Industry should set the pace on assurance
Published:  12 October, 2006

Industry needs to set the pace of quality assurance schemes, not retailers, according to Mark Wilson, BPEX director of pig industry development.

He agreed with the views of leading UK veterinarians during a debate at a seminar organised in association with John Mackinnon Consultancy and Pfizer Animal Health.

Discussions delved into whether quality assurance schemes, along with abattoir monitoring, production recording and benchmarking, were swamping the industry with too much red tape.

Simon Watchorn, vice chairman of the National Pig Association's producer group, made a strong case for quality assurance schemes and said it was important for these to appear credible to the supermarket and that spot checks were one way of ensuring this.

Mark Wilson, BPEX director of pig industry development, said it was important the industry viewed assurance schemes as valuable systems. He added it was vital industry minimised duplication when asking producers to fill in forms and said that new technology, such as digital pens, which record information on a camera and, using bluetooth technology, stores it on a database, were helping the industry to achieve this.

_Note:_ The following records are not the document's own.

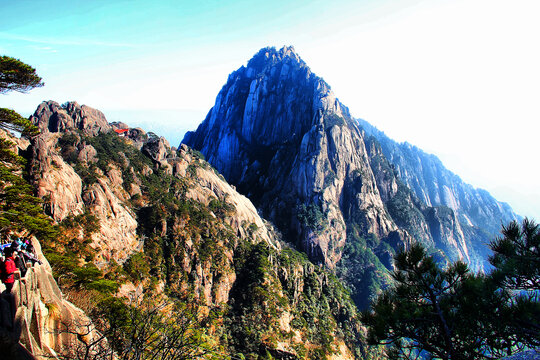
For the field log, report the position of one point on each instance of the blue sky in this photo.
(458, 78)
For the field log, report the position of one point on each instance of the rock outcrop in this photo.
(200, 239)
(478, 214)
(62, 188)
(279, 134)
(36, 321)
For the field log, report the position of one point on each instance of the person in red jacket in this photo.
(8, 270)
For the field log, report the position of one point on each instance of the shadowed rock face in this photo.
(280, 135)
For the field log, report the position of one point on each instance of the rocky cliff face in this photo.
(62, 187)
(182, 231)
(36, 320)
(478, 214)
(280, 135)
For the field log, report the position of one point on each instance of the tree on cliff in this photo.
(19, 209)
(516, 259)
(442, 313)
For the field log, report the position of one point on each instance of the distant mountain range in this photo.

He added: "These assurance schemes need some explanation from the providers and from the BPEX knowledge transfer team so that producers can see that these schemes have some value for their business."

Ian Denis, partner in Oakwood Veterinary Group, said: "Our role as vets has changed," he said.

"Rather than being the policemen, we are now involved in helping to ensure that herd health is good and that husbandry standards are high. This is how it should be."

John Mackinnon, another UK leading pig vet, said he felt that health and food safety issues should be separated from welfare. He added: "The industry should work more closely with research establishments to develop more realistic techniques for the assessment of welfare in all production systems.

"Slatted flooring does not necessarily mean poor welfare and outdoor production does not necessarily mean good welfare. Much depends on the ability of the stockpersons."